Another problem with Kraftilever would be, as adman Mitchell Wexler wrote on Twitter, "sorting out all the agency conflicts that ever went through!" Let's say an agency working on campaigns for a Kraft Heinz brand also works on a brand sold by a Unilever competitor such as Colgate-Palmolive, Procter & Gamble or Reckitt Benckiser. Would that conflict be O.K. with executives at Kraftilever? Or would the agency have to resign one of its brands to avoid getting fired?

It's also likely there'd be a ripple effect that would further roil media and agencies. If Kraftilever came into being, would other members of the Big Food brigade feel forced to make their own deals to keep up and remain competitive? That could trigger mergers involving firms like Campbell Soup, Coca-Cola, Danone, General Mills, Kellogg, Mars, Mondelez, PepsiCo or J.M. Smucker, which could make life yet more difficult for Madison Avenue and media outlets. And Kraft Heinz could, of course, go after one of those marketers if its executives determine Unilever is truly not that into them.  

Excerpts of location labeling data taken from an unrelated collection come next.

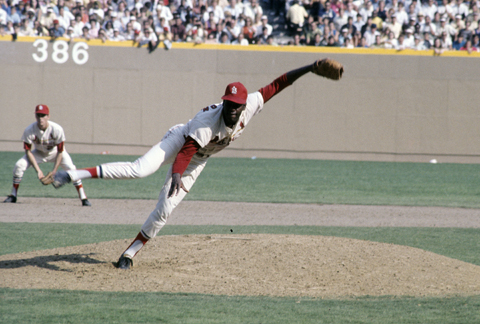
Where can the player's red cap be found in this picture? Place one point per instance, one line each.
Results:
(42, 109)
(236, 92)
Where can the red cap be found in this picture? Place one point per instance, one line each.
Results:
(42, 109)
(236, 92)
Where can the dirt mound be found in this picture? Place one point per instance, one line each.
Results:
(255, 264)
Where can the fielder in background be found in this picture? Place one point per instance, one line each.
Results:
(48, 139)
(189, 146)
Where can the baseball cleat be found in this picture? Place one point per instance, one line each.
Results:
(11, 199)
(61, 178)
(124, 262)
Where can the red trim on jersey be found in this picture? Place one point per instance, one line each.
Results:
(275, 87)
(93, 171)
(185, 155)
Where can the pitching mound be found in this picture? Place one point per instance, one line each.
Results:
(273, 265)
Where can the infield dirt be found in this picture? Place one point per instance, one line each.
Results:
(254, 264)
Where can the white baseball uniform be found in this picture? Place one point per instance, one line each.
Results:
(208, 129)
(46, 145)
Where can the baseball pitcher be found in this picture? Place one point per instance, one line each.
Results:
(188, 147)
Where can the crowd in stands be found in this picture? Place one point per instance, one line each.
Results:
(391, 24)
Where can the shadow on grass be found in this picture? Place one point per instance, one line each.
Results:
(45, 261)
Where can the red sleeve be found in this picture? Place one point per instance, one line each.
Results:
(185, 155)
(275, 87)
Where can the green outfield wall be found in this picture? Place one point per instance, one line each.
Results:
(121, 99)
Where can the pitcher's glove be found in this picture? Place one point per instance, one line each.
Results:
(48, 179)
(328, 68)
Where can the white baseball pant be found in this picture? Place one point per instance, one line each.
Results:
(160, 154)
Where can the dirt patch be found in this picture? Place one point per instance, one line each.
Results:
(271, 265)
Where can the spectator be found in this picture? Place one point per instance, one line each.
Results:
(362, 43)
(178, 30)
(378, 42)
(446, 41)
(391, 42)
(359, 23)
(77, 25)
(468, 47)
(367, 10)
(377, 20)
(163, 11)
(340, 19)
(86, 33)
(56, 30)
(348, 43)
(25, 29)
(409, 38)
(350, 10)
(64, 17)
(264, 24)
(430, 8)
(476, 41)
(224, 38)
(446, 9)
(234, 8)
(401, 14)
(427, 42)
(394, 26)
(467, 31)
(129, 33)
(195, 31)
(458, 24)
(296, 17)
(316, 41)
(30, 18)
(248, 30)
(460, 8)
(263, 39)
(370, 35)
(147, 37)
(419, 44)
(14, 17)
(429, 26)
(350, 26)
(458, 43)
(401, 43)
(47, 20)
(94, 28)
(437, 46)
(326, 11)
(240, 40)
(382, 10)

Ironically, companies that were forerunners to Kraft Heinz were big believers in the power of advertising and media. Kraft sponsored long-running radio and TV shows such as "Kraft Music Hall" to build up brands like Cheez Whiz, Miracle Whip and Velveeta. General Foods was known for commercials during series it sponsored that featured the shows' cast members, among them The Andy Griffith Show and The Danny Thomas Show. H.J. Heinz's famous slogan, "57 varieties," was inspired by a sign for a New York City retailer's "21 styles" of shoes, and its green pickle logo was festooned on pins that became prized giveaway items at events such as World's Fairs.

Among the predecessors of Unilever was Lever Brothers, the company co-founded by Lord Leverhulme, famous as one of two marketers who's credited as saying, "Half the money I spend on advertising is wasted, only I don't know which half."

(If you're a marketer somewhere in the British Commonwealth, you're likely to hear the quote attributed to him; in the United States, it's usually attributed to the retailer John Wanamaker.)

Regardless of Lord Leverhulme's qualms, Lever Brothers also was a prodigious ad spender in mainstream media, peddling products such as Lifebuoy and Lux soaps, Pepsodent toothpaste, Rinso laundry soap and All and Wisk detergents. Today, Unilever's ad dollars go toward brands as diverse as Axe, Country Crock, Degree, Dollar Shave Club, Dove, Hellmann's, Knorr, Maille, Noxzema, Pond's, Q-Tips, Seventh Generation, St. Ives, Tresemme and Vaseline.